After nearly three years of heavy pandemic restrictions, Japan reopened its borders to independent foreign travelers on Oct. 11. Still, tourists need to prove they’ve had at least three vaccinations or provide a negative coronavirus test result within 72 hours of departure to enter the country.
Everything you need to know about traveling to Japan
Pre-pandemic, Tokyo’s reputation as a safe, clean travel destination dense with modern and ancient culture drew tens of millions of tourists a year. The border closure as the pandemic took hold in early 2020 signaled a difficult time ahead for Japan’s many tourism-reliant industries. However, there was a palpable sigh of relief from residents and businesses who felt strained to keep up with the ever-growing crowds of tourists. For some, the period of closed borders was a welcome break to take stock and implement new strategies for when tourism recommenced.
Now that the tourism floodgates are open, Tokyo hospitality workers and business owners are bracing for another wave of foreign travelers eager to rediscover what was once one of the top destinations in the world.
Interviews have been translated and edited for clarity.
Ken Aioi, operation supervision department at the Nohga Hotel Akihabara
“This hotel opened in September of 2020 and has never been operating at full capacity. As domestic pandemic restrictions began to ease, we slowly began to see a return of domestic guests, however Akihabara is not generally known among local travelers as a neighborhood to book a hotel. Foreign travelers on the other hand — especially those interested in gaming and anime — are very keen to stay here, and since the borders have opened, the number of rooms booked jumped another 20 percent.”

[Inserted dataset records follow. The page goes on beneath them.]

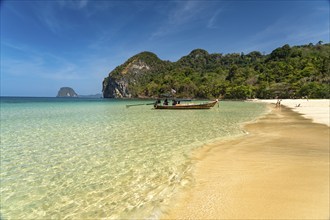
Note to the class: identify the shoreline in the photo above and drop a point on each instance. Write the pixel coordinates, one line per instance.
(316, 109)
(279, 170)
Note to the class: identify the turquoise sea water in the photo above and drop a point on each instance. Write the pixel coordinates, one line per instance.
(81, 158)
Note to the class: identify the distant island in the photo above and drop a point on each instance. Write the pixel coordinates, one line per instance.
(287, 72)
(66, 92)
(70, 93)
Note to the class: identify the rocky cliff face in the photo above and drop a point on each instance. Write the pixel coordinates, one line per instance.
(66, 92)
(122, 81)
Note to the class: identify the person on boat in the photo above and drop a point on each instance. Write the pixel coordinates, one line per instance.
(157, 102)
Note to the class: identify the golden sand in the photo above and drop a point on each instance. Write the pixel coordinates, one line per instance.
(280, 170)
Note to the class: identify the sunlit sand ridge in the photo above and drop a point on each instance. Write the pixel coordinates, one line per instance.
(280, 170)
(316, 109)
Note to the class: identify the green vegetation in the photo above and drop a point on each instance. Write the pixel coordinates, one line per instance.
(287, 72)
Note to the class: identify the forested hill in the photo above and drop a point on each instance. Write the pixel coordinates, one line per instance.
(287, 72)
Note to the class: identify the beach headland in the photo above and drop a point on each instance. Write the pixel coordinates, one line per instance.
(279, 170)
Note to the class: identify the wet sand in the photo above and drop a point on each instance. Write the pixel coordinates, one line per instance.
(280, 170)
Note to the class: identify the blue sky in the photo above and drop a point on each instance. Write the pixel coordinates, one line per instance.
(46, 45)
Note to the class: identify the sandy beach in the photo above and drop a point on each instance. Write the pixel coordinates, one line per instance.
(316, 109)
(279, 170)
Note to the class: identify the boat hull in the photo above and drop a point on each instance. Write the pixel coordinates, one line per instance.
(187, 106)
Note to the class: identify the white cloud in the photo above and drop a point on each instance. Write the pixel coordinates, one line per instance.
(73, 4)
(181, 14)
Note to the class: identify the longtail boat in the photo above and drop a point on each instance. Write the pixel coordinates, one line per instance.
(207, 105)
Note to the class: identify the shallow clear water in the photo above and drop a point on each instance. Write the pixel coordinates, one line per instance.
(80, 158)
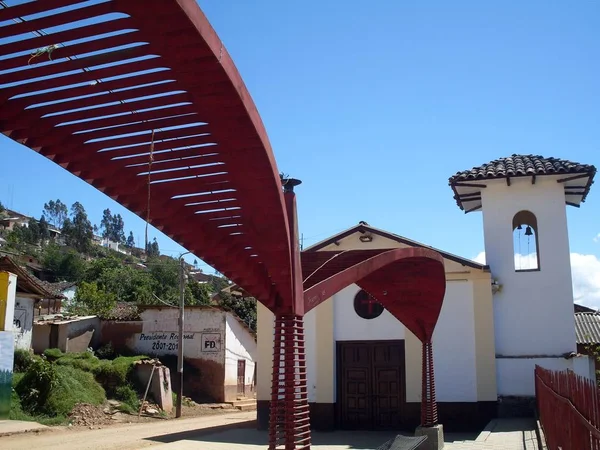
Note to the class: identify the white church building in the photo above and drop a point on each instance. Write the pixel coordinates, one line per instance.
(498, 320)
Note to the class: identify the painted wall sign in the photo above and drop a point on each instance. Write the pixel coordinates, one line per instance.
(211, 342)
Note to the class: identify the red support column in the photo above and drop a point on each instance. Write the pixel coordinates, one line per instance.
(289, 422)
(429, 416)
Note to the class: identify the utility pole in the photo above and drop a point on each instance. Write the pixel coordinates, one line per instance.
(180, 337)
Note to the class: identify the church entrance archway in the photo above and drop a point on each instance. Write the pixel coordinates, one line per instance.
(371, 387)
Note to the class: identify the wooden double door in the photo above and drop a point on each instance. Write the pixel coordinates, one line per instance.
(370, 384)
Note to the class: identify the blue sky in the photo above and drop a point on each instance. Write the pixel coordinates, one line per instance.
(375, 104)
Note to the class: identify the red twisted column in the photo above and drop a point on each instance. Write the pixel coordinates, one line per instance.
(429, 416)
(289, 422)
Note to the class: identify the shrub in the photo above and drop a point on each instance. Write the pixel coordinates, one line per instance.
(84, 361)
(52, 390)
(115, 373)
(52, 354)
(73, 386)
(36, 385)
(106, 351)
(23, 360)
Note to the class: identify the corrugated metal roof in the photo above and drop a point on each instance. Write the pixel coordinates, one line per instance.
(587, 328)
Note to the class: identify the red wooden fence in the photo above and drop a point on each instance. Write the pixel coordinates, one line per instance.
(569, 410)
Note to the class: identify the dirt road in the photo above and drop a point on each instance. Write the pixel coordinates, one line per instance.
(128, 437)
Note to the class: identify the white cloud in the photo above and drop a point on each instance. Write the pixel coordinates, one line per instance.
(585, 270)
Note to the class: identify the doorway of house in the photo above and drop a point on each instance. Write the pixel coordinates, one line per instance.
(371, 384)
(241, 377)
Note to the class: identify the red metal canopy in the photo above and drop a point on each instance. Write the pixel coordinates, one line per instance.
(87, 83)
(409, 282)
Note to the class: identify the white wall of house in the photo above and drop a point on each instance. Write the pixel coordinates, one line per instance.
(8, 289)
(454, 353)
(310, 343)
(453, 341)
(203, 337)
(69, 295)
(240, 344)
(349, 326)
(23, 322)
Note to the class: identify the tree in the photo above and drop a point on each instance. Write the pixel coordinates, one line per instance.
(78, 230)
(44, 229)
(56, 212)
(130, 243)
(32, 232)
(200, 293)
(165, 273)
(127, 284)
(152, 249)
(66, 265)
(89, 299)
(118, 229)
(112, 227)
(244, 308)
(106, 224)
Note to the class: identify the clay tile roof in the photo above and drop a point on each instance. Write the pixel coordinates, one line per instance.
(25, 282)
(587, 328)
(577, 178)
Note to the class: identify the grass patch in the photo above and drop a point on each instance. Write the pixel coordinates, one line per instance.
(51, 386)
(17, 413)
(73, 386)
(53, 390)
(130, 402)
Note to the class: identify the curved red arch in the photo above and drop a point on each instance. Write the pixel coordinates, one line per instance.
(92, 109)
(409, 282)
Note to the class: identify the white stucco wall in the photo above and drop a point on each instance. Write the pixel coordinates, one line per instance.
(69, 296)
(310, 342)
(454, 353)
(349, 326)
(533, 313)
(8, 289)
(23, 322)
(204, 333)
(453, 339)
(239, 344)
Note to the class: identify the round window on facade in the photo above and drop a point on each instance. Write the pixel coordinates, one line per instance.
(366, 306)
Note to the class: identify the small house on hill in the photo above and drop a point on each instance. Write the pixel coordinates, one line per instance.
(219, 349)
(30, 292)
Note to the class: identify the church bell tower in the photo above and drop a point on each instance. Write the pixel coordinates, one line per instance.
(523, 199)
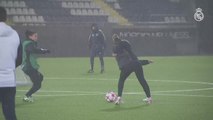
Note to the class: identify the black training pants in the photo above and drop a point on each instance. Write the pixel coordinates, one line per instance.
(36, 77)
(7, 98)
(133, 66)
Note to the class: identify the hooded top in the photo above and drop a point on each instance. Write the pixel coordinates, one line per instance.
(9, 43)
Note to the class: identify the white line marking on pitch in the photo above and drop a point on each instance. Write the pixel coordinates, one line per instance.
(84, 93)
(112, 79)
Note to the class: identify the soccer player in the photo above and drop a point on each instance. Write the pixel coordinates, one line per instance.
(10, 58)
(128, 63)
(96, 46)
(30, 64)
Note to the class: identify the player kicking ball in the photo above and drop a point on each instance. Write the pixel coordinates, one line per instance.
(128, 63)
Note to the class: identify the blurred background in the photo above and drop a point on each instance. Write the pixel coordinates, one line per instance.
(154, 27)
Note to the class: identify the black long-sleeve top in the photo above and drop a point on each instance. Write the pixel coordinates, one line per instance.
(123, 53)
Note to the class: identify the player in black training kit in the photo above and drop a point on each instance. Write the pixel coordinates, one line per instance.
(128, 63)
(96, 46)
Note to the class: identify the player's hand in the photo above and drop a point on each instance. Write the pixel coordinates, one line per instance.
(150, 61)
(114, 54)
(45, 50)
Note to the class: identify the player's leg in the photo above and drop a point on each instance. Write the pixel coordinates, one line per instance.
(8, 103)
(125, 72)
(92, 57)
(36, 78)
(140, 76)
(101, 58)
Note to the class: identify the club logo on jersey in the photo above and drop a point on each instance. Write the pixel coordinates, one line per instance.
(198, 16)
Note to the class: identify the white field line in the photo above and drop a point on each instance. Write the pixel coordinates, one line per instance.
(158, 93)
(113, 79)
(171, 95)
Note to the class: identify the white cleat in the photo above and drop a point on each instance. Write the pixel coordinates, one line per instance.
(28, 99)
(148, 100)
(118, 101)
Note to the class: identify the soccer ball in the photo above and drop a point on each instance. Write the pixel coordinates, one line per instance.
(110, 96)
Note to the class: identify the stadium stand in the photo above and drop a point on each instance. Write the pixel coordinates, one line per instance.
(164, 11)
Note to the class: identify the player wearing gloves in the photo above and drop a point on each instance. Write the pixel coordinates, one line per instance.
(97, 46)
(128, 63)
(30, 65)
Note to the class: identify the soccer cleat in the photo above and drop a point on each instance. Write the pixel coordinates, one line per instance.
(102, 71)
(148, 100)
(118, 101)
(28, 99)
(90, 71)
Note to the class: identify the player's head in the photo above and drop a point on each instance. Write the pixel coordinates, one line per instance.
(116, 39)
(31, 35)
(94, 27)
(3, 14)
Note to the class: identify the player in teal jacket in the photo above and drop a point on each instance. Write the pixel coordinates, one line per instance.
(30, 65)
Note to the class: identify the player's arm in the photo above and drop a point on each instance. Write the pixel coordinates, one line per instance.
(89, 42)
(33, 49)
(128, 48)
(114, 52)
(145, 62)
(19, 55)
(102, 38)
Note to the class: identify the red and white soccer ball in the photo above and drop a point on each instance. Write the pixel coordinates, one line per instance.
(110, 96)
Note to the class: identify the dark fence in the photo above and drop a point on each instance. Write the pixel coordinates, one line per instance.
(67, 40)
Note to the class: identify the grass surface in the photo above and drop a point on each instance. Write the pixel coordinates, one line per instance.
(182, 89)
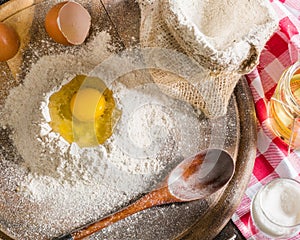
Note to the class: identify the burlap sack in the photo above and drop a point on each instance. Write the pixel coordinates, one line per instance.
(224, 37)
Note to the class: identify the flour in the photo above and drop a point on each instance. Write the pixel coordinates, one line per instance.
(60, 186)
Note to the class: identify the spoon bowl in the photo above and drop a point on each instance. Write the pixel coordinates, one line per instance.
(194, 178)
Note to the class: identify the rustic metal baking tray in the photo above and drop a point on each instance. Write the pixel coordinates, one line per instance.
(201, 219)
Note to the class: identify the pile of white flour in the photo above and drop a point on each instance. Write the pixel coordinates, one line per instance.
(63, 185)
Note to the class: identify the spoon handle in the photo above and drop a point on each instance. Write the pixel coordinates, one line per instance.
(157, 197)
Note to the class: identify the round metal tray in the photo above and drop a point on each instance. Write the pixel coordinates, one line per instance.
(202, 219)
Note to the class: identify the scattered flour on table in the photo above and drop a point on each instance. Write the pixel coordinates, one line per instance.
(66, 186)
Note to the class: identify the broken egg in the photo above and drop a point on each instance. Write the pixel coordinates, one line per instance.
(68, 23)
(84, 111)
(9, 42)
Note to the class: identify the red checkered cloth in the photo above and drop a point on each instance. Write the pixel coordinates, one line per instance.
(272, 160)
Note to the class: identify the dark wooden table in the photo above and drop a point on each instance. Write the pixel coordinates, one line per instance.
(230, 231)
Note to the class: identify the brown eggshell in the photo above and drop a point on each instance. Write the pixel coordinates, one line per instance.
(51, 24)
(9, 42)
(74, 22)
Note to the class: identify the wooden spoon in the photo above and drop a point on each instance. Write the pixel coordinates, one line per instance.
(194, 178)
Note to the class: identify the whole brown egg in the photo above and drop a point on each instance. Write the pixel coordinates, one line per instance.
(9, 42)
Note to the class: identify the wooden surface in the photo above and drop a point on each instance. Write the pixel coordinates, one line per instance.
(121, 19)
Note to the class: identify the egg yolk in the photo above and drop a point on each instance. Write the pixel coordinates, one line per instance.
(83, 111)
(87, 104)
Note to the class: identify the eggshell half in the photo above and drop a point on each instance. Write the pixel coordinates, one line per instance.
(52, 26)
(74, 22)
(9, 42)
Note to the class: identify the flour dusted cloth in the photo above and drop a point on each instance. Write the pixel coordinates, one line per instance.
(224, 38)
(272, 160)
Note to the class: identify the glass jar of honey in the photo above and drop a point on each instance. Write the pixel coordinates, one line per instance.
(285, 107)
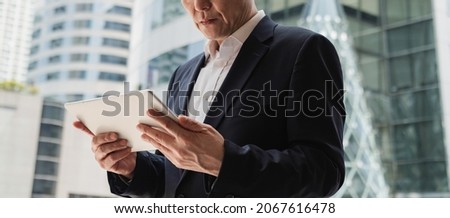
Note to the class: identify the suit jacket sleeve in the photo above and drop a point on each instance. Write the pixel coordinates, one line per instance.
(312, 165)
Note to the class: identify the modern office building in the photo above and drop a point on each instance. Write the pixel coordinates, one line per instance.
(401, 49)
(16, 18)
(79, 50)
(364, 171)
(18, 145)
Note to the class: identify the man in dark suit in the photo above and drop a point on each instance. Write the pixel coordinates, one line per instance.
(261, 115)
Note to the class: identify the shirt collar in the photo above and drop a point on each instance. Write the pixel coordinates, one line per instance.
(239, 36)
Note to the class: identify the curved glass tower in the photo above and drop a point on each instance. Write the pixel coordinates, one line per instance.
(364, 176)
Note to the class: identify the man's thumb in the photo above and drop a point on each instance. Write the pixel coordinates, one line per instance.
(190, 124)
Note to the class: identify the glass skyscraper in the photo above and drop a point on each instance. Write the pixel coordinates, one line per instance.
(364, 174)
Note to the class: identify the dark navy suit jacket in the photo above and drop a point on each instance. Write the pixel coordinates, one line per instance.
(281, 112)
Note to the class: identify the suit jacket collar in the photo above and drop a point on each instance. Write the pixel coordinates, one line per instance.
(253, 49)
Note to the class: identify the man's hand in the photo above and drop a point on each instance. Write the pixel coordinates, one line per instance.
(111, 153)
(189, 145)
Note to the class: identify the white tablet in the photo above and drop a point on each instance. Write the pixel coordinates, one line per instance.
(120, 113)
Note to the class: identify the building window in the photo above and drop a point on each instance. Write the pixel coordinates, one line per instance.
(82, 24)
(79, 57)
(120, 10)
(53, 76)
(74, 97)
(54, 59)
(111, 59)
(84, 7)
(56, 43)
(36, 34)
(34, 50)
(115, 43)
(77, 74)
(51, 131)
(45, 187)
(46, 168)
(58, 26)
(32, 65)
(109, 25)
(37, 19)
(52, 112)
(59, 10)
(48, 149)
(80, 40)
(111, 76)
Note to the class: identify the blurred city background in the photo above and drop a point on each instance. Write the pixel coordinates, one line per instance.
(395, 55)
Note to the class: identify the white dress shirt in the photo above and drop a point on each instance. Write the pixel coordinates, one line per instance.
(219, 60)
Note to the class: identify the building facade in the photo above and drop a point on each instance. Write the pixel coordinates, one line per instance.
(18, 147)
(79, 50)
(401, 65)
(16, 18)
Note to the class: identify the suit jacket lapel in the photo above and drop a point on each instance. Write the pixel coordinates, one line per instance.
(189, 82)
(253, 49)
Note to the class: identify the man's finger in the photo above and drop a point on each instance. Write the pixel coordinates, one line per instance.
(165, 122)
(157, 135)
(191, 124)
(103, 138)
(80, 125)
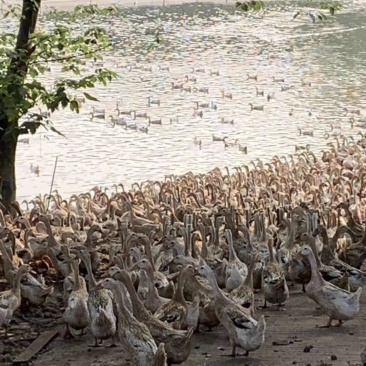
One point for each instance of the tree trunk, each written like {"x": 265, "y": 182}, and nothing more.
{"x": 7, "y": 170}
{"x": 18, "y": 69}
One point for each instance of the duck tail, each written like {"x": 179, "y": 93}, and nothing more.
{"x": 261, "y": 325}
{"x": 357, "y": 294}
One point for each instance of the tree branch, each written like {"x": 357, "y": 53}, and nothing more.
{"x": 23, "y": 48}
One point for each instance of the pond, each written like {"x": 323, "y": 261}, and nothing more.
{"x": 207, "y": 51}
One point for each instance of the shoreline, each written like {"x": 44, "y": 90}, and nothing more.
{"x": 69, "y": 5}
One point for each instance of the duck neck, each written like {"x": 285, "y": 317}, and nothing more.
{"x": 179, "y": 296}
{"x": 249, "y": 279}
{"x": 21, "y": 272}
{"x": 215, "y": 287}
{"x": 316, "y": 277}
{"x": 75, "y": 267}
{"x": 137, "y": 305}
{"x": 87, "y": 262}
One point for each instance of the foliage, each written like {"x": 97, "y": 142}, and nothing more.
{"x": 314, "y": 15}
{"x": 70, "y": 44}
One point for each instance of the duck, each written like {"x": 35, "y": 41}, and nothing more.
{"x": 226, "y": 121}
{"x": 100, "y": 303}
{"x": 176, "y": 310}
{"x": 329, "y": 273}
{"x": 197, "y": 142}
{"x": 69, "y": 281}
{"x": 274, "y": 283}
{"x": 151, "y": 101}
{"x": 226, "y": 95}
{"x": 256, "y": 107}
{"x": 178, "y": 343}
{"x": 306, "y": 132}
{"x": 97, "y": 113}
{"x": 137, "y": 341}
{"x": 218, "y": 138}
{"x": 121, "y": 121}
{"x": 10, "y": 300}
{"x": 338, "y": 304}
{"x": 259, "y": 92}
{"x": 154, "y": 121}
{"x": 243, "y": 330}
{"x": 244, "y": 294}
{"x": 252, "y": 77}
{"x": 76, "y": 314}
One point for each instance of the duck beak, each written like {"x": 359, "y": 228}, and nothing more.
{"x": 99, "y": 286}
{"x": 135, "y": 267}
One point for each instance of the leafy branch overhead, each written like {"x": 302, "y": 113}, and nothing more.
{"x": 314, "y": 15}
{"x": 75, "y": 44}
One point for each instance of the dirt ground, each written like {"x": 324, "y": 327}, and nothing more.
{"x": 292, "y": 338}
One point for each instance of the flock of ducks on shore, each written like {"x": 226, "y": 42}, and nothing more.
{"x": 187, "y": 254}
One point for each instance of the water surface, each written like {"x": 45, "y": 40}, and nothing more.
{"x": 218, "y": 40}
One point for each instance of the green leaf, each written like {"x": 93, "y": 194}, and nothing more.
{"x": 90, "y": 97}
{"x": 74, "y": 106}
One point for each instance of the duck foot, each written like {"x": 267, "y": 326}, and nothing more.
{"x": 6, "y": 328}
{"x": 328, "y": 325}
{"x": 68, "y": 333}
{"x": 234, "y": 354}
{"x": 95, "y": 344}
{"x": 114, "y": 341}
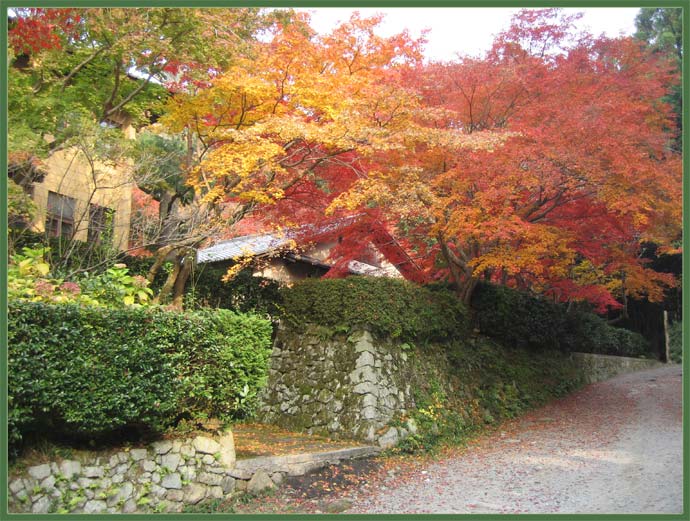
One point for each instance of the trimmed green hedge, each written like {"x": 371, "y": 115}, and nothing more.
{"x": 388, "y": 307}
{"x": 88, "y": 372}
{"x": 675, "y": 334}
{"x": 517, "y": 319}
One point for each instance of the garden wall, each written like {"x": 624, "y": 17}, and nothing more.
{"x": 381, "y": 390}
{"x": 340, "y": 387}
{"x": 602, "y": 367}
{"x": 161, "y": 477}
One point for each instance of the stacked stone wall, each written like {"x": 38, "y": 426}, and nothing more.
{"x": 162, "y": 477}
{"x": 350, "y": 387}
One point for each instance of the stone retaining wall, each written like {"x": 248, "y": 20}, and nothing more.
{"x": 349, "y": 387}
{"x": 161, "y": 477}
{"x": 602, "y": 367}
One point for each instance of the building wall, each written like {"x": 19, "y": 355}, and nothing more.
{"x": 69, "y": 173}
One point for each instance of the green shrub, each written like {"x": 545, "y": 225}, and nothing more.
{"x": 589, "y": 333}
{"x": 483, "y": 383}
{"x": 676, "y": 341}
{"x": 89, "y": 371}
{"x": 244, "y": 293}
{"x": 29, "y": 278}
{"x": 517, "y": 319}
{"x": 388, "y": 307}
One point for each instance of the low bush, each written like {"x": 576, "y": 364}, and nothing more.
{"x": 675, "y": 334}
{"x": 482, "y": 384}
{"x": 517, "y": 319}
{"x": 388, "y": 307}
{"x": 589, "y": 333}
{"x": 87, "y": 371}
{"x": 244, "y": 293}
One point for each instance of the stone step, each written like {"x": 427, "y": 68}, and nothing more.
{"x": 299, "y": 464}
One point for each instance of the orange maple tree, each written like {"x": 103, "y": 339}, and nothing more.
{"x": 571, "y": 174}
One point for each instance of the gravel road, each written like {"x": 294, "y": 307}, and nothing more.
{"x": 613, "y": 447}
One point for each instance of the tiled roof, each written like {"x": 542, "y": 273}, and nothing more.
{"x": 255, "y": 245}
{"x": 252, "y": 245}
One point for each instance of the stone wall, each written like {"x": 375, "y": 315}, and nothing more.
{"x": 161, "y": 477}
{"x": 602, "y": 367}
{"x": 349, "y": 387}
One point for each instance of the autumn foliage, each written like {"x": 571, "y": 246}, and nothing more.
{"x": 545, "y": 164}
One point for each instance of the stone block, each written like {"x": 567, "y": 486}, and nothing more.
{"x": 205, "y": 445}
{"x": 174, "y": 495}
{"x": 227, "y": 449}
{"x": 95, "y": 506}
{"x": 124, "y": 493}
{"x": 129, "y": 507}
{"x": 147, "y": 465}
{"x": 16, "y": 486}
{"x": 187, "y": 451}
{"x": 171, "y": 461}
{"x": 208, "y": 459}
{"x": 158, "y": 491}
{"x": 48, "y": 484}
{"x": 365, "y": 358}
{"x": 39, "y": 472}
{"x": 194, "y": 493}
{"x": 93, "y": 472}
{"x": 228, "y": 484}
{"x": 123, "y": 457}
{"x": 172, "y": 481}
{"x": 139, "y": 454}
{"x": 215, "y": 492}
{"x": 42, "y": 505}
{"x": 162, "y": 447}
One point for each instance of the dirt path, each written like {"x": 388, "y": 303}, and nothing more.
{"x": 614, "y": 447}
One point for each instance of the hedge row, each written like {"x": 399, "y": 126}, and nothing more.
{"x": 388, "y": 307}
{"x": 518, "y": 319}
{"x": 90, "y": 371}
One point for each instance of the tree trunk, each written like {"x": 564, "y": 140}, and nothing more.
{"x": 169, "y": 284}
{"x": 161, "y": 255}
{"x": 466, "y": 289}
{"x": 187, "y": 262}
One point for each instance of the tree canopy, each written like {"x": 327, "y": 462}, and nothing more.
{"x": 545, "y": 164}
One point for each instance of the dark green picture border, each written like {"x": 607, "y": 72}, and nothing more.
{"x": 340, "y": 3}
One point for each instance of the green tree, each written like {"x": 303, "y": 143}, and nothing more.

Sakaki Takayuki, a restaurant worker at Moheji in Tsukishima
“Tsukishima is not a place that is as famous as Asakusa or Shibuya, but we get our share of tourists interested in trying monjayaki, a Tokyo specialty. During the pandemic restrictions, we would sell kits for local Japanese people to cook [monja] at home, and once domestic travel started returning, we started getting a lot of people from the Kansai region visiting for a taste. The borders reopening hasn’t brought in a large amount of tourists to this neighborhood yet; our branch restaurants in Asakusa and Tokyo Station are definitely reporting a large increase in patronage.”
Masumi Hamamatsu, Cutlery Tsubaya on Kappabashi Street
“[Our family shop] was very popular before the pandemic, and we were expecting a huge surge for the 2020 Olympics, but of course the tourism explosion never happened. We pivoted to online sales to keep the business afloat, but of course people want to feel and handle our artisan-crafted knives in person, so we have had an uptick in visitors since tourism resumed.”
Hiroki Fukuda, a jinrikisha (rickshaw) operator in Asakusa
“While the borders were shut during the pandemic, we started using online platforms such as TikTok to keep us in people’s minds for when people could visit again. Even though the numbers of tourists are yet to reach pre-pandemic levels, we are making more money than before the borders shut, which means people are specifically coming to Asakusa to experience our service.”
Yuichiro Ito, a bartender at Bar Araku in Shinjuku Golden Gai
“Pre-covid, our customer base was 90 percent tourists, so when the borders were closed, we were really in trouble. Luckily, we were able to get a government small-business stimulus package that kept us going until the borders reopened. The unexpected outcome of the pandemic is that more bars in Golden Gai than ever are welcoming of foreign tourists, as they are hoping it will help their business bounce back.”